Why not? Certainly there’s no lack of young writers working and being published, and even being hyped like there’s no tomorrow, and those young writers are still friends with each other, sometimes intensely and/or competitively so, like their predecessors. But more and more, it seems that writers are both hyper-connected and splintered at once, likely a function, at least in part, of social media. They don’t have to be in the same place to connect, and so there are fewer opportunities to snap photos of them at KGB. So movements and groups are diffused or localized or sometimes both — it’s possible to identify cliques, but less possible to point to one and dub it the collective voice of the current generation.
On the one hand, it may be a good thing that we are brat-pack-less. In And Then There’s This: How Stories Live and Die in Viral Culture, Bill Wasik wrote that the media’s treatment of proclaimed it-writers is “utterly fatal to how a reading public will apprehend their work over time.” Maybe yes, maybe no — for Bret Easton Ellis, probably. For David Foster Wallace, less so. Perhaps it’s better not to focus on one group of young writers over the others, especially if what’s really driving the attention is marketability over literary prowess. Perhaps the media circus surrounding excellence in youth is a distraction, the idea of the literary brat pack a fantasy.

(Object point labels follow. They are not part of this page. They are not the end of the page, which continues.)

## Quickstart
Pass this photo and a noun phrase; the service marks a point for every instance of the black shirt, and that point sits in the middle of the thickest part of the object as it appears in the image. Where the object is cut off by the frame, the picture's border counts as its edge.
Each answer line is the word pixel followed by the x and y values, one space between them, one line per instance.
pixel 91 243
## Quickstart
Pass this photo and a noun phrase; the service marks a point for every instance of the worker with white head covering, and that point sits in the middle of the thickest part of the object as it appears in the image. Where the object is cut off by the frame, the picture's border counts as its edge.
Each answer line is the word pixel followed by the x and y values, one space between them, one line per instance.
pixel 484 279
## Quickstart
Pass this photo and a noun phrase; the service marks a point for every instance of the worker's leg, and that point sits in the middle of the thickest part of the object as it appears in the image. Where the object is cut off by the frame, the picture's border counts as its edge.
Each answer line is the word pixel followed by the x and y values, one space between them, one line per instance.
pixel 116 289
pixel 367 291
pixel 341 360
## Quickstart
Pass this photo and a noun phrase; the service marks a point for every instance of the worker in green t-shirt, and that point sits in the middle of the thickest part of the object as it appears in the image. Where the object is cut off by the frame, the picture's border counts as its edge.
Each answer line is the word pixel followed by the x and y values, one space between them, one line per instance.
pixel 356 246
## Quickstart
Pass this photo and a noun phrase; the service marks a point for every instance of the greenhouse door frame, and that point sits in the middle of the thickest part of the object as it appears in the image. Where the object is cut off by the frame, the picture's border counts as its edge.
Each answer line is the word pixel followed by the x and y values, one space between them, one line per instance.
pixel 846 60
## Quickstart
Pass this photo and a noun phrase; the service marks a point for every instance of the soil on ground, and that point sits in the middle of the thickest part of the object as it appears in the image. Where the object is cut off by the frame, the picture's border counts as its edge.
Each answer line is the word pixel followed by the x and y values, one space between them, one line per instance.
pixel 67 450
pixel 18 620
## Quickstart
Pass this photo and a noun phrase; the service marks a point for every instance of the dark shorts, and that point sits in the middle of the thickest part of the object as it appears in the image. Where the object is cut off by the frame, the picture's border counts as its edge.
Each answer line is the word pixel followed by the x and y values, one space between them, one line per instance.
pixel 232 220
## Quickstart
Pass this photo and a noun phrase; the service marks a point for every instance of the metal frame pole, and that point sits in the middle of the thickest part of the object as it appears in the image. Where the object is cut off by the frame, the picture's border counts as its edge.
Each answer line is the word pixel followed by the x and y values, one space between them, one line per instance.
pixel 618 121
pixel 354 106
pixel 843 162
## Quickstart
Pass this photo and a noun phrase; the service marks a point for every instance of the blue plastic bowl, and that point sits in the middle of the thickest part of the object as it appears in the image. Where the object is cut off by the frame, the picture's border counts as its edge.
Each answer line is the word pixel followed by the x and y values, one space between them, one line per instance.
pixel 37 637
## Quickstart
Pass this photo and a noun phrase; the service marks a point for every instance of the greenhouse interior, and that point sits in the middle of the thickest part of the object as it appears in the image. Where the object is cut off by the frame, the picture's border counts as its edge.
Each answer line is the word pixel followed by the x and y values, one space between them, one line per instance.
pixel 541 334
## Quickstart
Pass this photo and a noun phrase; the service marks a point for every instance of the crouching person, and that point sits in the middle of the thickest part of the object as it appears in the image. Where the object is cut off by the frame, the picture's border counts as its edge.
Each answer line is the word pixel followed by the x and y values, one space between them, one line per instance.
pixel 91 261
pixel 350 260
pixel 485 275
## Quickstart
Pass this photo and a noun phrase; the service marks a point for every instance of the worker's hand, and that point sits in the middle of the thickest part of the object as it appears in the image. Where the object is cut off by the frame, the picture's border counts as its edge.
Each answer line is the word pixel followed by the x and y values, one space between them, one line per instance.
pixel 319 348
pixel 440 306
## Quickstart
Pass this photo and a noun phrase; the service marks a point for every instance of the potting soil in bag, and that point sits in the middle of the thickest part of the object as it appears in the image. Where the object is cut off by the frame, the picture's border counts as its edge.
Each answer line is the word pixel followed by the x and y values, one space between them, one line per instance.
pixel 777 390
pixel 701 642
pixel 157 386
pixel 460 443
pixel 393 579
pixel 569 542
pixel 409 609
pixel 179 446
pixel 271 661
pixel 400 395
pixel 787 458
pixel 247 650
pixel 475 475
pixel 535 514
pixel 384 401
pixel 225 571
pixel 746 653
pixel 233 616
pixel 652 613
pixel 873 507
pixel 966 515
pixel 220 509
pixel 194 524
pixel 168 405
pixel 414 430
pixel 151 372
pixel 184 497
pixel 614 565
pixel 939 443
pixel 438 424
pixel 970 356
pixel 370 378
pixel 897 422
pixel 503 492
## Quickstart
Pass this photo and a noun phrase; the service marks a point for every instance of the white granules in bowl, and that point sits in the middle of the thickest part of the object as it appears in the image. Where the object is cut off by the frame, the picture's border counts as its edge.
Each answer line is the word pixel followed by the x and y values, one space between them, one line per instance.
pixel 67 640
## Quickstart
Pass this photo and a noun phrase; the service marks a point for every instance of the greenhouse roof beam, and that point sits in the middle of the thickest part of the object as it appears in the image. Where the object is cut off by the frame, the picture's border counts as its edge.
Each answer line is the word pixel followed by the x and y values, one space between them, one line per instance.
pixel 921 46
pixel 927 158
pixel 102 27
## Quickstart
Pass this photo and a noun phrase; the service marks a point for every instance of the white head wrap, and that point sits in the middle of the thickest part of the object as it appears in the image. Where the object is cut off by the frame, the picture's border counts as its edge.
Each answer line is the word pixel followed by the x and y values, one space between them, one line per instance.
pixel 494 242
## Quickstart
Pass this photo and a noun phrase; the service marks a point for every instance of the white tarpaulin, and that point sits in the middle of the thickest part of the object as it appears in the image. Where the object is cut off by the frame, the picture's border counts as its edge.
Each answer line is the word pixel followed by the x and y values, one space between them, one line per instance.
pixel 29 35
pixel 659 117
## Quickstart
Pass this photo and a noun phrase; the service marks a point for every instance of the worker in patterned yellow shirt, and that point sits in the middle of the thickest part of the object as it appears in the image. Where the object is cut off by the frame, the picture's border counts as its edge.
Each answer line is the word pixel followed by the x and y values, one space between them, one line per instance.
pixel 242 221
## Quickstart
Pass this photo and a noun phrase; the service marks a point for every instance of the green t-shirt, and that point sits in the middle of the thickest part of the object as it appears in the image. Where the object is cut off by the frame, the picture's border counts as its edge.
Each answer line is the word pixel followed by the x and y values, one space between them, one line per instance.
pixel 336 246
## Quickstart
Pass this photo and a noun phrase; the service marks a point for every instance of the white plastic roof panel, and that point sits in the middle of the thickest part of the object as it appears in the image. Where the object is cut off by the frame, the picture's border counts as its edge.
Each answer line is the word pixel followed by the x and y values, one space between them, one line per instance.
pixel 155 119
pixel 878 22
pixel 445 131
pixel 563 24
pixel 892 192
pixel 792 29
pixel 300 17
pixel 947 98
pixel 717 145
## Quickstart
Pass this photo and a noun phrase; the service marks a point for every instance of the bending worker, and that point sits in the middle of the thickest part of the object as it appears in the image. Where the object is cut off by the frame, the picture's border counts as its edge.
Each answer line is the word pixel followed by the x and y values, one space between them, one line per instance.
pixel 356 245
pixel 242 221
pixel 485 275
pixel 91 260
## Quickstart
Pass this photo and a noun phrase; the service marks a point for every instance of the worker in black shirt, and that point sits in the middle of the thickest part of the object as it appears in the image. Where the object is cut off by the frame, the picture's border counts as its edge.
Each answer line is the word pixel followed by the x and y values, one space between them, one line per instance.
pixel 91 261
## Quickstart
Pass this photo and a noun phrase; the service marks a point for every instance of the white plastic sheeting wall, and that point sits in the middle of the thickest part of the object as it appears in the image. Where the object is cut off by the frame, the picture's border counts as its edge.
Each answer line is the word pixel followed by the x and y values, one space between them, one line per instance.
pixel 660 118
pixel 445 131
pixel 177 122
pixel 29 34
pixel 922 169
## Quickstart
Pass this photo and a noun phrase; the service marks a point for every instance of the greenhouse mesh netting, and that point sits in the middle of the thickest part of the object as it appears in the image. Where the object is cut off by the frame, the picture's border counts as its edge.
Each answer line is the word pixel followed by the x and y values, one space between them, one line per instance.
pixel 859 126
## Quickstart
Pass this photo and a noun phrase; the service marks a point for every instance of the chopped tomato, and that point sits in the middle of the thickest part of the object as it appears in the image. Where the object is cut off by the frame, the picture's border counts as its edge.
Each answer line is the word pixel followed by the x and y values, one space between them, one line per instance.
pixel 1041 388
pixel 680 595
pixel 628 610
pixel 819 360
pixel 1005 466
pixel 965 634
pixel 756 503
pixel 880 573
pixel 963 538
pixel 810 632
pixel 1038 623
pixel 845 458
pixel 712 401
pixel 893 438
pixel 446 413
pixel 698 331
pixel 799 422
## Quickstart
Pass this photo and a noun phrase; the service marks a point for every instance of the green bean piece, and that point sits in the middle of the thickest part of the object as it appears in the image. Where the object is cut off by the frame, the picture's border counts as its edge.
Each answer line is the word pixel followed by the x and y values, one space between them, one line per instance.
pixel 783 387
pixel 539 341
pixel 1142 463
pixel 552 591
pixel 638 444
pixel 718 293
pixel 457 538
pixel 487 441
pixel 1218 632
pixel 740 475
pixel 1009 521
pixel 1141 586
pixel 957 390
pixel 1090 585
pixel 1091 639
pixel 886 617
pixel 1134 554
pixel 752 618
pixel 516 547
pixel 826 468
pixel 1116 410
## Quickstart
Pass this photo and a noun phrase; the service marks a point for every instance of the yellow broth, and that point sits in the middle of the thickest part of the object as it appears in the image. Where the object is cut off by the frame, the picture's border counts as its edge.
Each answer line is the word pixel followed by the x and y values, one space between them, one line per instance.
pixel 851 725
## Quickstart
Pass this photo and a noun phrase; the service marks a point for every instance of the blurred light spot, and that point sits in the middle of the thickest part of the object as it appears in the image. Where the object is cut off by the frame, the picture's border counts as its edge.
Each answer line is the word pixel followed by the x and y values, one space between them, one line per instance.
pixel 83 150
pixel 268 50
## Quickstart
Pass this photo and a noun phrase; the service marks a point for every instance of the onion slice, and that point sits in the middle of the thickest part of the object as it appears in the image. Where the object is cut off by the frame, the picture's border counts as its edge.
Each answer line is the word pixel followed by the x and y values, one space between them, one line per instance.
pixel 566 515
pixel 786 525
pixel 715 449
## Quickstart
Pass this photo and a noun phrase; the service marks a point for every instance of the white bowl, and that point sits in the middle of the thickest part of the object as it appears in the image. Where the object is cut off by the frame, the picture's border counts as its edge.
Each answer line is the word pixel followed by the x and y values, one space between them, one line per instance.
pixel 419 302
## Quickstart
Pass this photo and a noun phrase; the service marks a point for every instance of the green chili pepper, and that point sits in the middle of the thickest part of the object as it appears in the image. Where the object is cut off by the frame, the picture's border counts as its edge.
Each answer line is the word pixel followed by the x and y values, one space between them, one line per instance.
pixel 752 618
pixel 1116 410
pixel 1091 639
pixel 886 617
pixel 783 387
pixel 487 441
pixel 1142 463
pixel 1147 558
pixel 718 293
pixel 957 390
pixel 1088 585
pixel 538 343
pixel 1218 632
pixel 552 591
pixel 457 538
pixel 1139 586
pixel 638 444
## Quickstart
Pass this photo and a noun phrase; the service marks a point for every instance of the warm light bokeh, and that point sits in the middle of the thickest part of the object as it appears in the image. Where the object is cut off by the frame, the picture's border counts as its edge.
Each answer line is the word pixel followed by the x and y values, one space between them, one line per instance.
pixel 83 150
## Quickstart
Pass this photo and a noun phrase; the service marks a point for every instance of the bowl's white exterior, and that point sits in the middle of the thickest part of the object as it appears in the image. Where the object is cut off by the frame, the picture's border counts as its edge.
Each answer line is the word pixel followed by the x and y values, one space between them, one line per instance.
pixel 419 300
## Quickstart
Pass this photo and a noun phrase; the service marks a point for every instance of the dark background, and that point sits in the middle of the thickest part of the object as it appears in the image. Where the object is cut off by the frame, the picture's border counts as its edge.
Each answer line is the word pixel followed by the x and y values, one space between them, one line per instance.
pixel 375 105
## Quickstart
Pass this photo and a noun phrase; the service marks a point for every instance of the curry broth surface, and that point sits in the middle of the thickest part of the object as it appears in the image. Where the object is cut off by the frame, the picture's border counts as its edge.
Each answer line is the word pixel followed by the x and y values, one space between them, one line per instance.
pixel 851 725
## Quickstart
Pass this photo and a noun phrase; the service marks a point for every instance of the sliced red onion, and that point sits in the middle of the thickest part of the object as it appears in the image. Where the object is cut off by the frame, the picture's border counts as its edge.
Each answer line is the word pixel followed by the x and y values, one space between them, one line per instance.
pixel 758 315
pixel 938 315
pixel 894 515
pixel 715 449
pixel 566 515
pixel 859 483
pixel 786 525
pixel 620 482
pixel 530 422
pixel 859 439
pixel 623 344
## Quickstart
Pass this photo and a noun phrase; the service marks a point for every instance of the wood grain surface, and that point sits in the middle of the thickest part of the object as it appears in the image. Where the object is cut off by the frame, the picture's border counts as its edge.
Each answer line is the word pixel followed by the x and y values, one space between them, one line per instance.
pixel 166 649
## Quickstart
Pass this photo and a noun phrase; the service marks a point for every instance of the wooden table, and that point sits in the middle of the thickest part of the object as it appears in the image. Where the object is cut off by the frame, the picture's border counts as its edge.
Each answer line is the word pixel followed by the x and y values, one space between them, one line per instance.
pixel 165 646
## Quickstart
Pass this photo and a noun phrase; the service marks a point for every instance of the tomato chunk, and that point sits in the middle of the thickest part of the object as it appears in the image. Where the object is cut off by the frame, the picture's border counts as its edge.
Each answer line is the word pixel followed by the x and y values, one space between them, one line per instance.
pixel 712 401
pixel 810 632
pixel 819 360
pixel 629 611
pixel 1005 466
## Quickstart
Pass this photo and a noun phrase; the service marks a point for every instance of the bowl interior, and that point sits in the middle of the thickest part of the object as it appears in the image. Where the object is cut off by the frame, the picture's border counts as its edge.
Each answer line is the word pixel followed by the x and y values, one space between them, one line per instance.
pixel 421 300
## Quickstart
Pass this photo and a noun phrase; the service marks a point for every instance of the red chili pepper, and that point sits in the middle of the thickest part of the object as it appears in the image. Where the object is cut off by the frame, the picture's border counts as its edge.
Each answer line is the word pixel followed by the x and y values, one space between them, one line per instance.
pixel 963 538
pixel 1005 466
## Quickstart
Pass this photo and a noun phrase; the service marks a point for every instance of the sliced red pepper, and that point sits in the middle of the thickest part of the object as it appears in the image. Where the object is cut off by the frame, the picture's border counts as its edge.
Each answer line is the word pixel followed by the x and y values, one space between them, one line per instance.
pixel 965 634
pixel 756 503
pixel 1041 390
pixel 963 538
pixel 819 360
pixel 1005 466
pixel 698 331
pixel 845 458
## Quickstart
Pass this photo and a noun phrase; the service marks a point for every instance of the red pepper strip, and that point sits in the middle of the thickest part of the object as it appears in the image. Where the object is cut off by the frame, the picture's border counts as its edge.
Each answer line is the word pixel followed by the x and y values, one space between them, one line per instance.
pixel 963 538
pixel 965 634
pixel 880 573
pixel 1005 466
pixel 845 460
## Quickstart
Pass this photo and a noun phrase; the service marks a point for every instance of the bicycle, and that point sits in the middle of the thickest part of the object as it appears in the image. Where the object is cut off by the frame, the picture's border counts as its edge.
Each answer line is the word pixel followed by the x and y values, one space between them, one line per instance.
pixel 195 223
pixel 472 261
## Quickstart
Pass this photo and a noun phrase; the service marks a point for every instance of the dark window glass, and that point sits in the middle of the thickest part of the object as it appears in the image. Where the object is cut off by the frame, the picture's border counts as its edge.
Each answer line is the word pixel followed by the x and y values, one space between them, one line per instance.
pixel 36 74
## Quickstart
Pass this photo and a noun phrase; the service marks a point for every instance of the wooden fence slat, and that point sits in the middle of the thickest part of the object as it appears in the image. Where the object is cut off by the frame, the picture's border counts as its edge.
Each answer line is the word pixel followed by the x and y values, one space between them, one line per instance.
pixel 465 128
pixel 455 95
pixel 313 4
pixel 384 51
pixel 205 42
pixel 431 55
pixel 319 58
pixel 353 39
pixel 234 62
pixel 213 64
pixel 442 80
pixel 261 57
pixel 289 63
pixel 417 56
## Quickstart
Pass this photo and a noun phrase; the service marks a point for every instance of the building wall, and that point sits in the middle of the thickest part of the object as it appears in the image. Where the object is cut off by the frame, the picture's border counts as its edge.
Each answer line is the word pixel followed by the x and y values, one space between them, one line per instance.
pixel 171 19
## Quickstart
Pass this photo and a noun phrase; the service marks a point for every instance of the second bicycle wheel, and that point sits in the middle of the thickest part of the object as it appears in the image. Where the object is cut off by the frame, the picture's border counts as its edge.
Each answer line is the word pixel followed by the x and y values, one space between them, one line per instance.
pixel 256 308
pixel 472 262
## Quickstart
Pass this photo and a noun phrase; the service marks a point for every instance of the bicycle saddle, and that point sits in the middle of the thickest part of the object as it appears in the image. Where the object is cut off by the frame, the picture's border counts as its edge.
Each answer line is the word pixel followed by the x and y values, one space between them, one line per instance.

Still, retweets feel so much less romantic than coffee-shop meetups.
Plus, there’s the fact that literary brat pack-dom sells books, especially to the folks who might not buy just any young writer’s novel, or any novel at all, but want to feel that they’ve got a finger on the pulse, once it’s been located for them by the Village Voice or New York Magazine. In the same LA Times article, Finke points out that even when Ellis and McInerney’s books were getting bad reviews, they were selling like, well, hot-writer cakes.
And, well, literary brat packs are kind of fun. Call me a romantic, but I love the idea of a young group of writer-friends who all happen to be geniuses (or thereabouts) and who burst onto the scene at roughly the same time. It makes the world of writing — and the world of reading — seem less alienating, less cave-ish, more community-based, more real, somehow. Isn’t that, in our world of increasingly shiny and unreal connections, what we all crave? So I say, bookish brat packs, reveal yourselves. We could always use a few more DFWs in our midst.